Suudi Arabistan’daki Suriye zirvesinde, “İslam Ülkeleri Teröre Karşı Askeri İşbirliği Yüksek İstişare Konseyi” kuruldu.
Her Müslümanın gönlünde önce Hillafetin, daha doğrusu ümmetin birliğini temsil eden bir yapının hayali vardır. Müslümanların vahdet üzre olmaları gerekir. Bu da siyaset üstü bir anlayıştır. Dünyanın neresinde olursa olsun, hangi ırktan ya da cinsiyetten olursa olsun biz kardeşiz. Aynı Allah’a, Resul’e ve kitaba iman edenler tek bir millet, tek bir ümmet ve tek bir cemaattir. Kim 2. bir cemaatten söz ediyorsa, o zaman ya o din büyüklerini İlah ve Rab edinmiş, kendine ya yeni bir ilah, ya yeni bir resul ya da yeni bir kitab edinmiştir.

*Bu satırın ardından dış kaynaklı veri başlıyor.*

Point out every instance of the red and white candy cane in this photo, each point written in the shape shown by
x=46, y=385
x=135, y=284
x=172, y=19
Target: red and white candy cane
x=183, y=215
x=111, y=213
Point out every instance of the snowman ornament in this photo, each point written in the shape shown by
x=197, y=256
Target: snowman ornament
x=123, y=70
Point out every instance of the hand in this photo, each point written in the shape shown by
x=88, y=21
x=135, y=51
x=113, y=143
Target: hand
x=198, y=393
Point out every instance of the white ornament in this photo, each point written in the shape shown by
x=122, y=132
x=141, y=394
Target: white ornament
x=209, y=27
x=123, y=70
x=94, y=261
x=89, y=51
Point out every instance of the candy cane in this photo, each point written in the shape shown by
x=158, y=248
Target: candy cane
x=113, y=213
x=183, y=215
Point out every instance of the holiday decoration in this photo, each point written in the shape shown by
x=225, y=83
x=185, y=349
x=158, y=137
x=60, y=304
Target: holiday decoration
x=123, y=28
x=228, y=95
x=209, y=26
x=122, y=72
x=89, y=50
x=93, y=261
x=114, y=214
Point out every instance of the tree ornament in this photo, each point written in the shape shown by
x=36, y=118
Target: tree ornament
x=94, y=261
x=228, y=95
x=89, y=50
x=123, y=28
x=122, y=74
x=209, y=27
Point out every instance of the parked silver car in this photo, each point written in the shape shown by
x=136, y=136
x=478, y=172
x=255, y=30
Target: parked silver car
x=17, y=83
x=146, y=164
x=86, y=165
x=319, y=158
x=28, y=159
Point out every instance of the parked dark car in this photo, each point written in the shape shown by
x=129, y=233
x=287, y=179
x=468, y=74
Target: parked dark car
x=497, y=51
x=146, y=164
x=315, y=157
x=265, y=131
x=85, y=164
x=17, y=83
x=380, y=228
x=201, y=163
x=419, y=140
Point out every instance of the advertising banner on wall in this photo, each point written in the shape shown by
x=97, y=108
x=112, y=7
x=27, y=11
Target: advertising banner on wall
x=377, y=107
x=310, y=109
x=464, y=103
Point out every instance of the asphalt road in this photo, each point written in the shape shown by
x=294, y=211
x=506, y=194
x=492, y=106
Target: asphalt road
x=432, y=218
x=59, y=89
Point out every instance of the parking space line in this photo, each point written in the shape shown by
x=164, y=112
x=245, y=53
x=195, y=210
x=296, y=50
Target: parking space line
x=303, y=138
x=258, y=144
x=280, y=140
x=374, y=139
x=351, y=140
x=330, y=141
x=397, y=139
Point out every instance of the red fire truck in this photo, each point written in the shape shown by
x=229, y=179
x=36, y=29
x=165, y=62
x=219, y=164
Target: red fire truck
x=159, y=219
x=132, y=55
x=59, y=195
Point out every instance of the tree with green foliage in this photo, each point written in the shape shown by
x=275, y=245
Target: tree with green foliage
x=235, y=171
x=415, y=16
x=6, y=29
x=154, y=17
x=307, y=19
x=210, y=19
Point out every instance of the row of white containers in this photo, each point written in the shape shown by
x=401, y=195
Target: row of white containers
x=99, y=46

İslam Birleşmiş Milletleri gibi kavramlar erken dönem hayallerini süslerdi. Zaten biz tek bir milletiz.. Belki bunun yerine “İslam Ülkeleri İşbirliği Konferansı” denebilir ama, bazı ülkelerin yöneticilerinin gözünde İslam irtica, Müslüman mürtecidir.. Buyurun Suriye, al sana Bangladeş ya da Sisi yönetimindeki Mısır. Kadirov yönetimindeki Çeçenistan. Ya da kimi Türk yönetimleri..
Her şeye rağmen elbette İslam ülkeleri arasında da bizim ekonomik, sosyal, siyasal, kültürel anlamda işbirliğine ihtiyacımız var. IBF gibi, IDSB gibi İslam ülkeleri ya da tüm dünyadaki Müslüman girişimciler arasında uluslararası iş forumları, sivil toplum forumlarının sayısını artırmamız gerek. Bilim alanında olsun, sanat alanında olsun ve tabii ki savunma alanında olsun ciddi oluşumlara ihtiyacımız var.
Hem zaten Müslümanların mutlak anlamda kendilerini ötekilerden ayırmaması gerek. Her insan potansiyel bir Müslümandır, çocuklar bizim tabii müttefiklerimizdir. Biz alemlere rahmet olarak gönderilen bir Peygamberin ümmetiyiz. Müslümanlarla ittihat, erdemli insanlar ve mazlumlarla müttefik, değer üreten herkesle, nimet ve külfet dengesine dayalı bir şekilde itilaf üzre olmalıyız. Bu aynı zamanda bir hılful fudul ve müellefetül gulub hareketidir.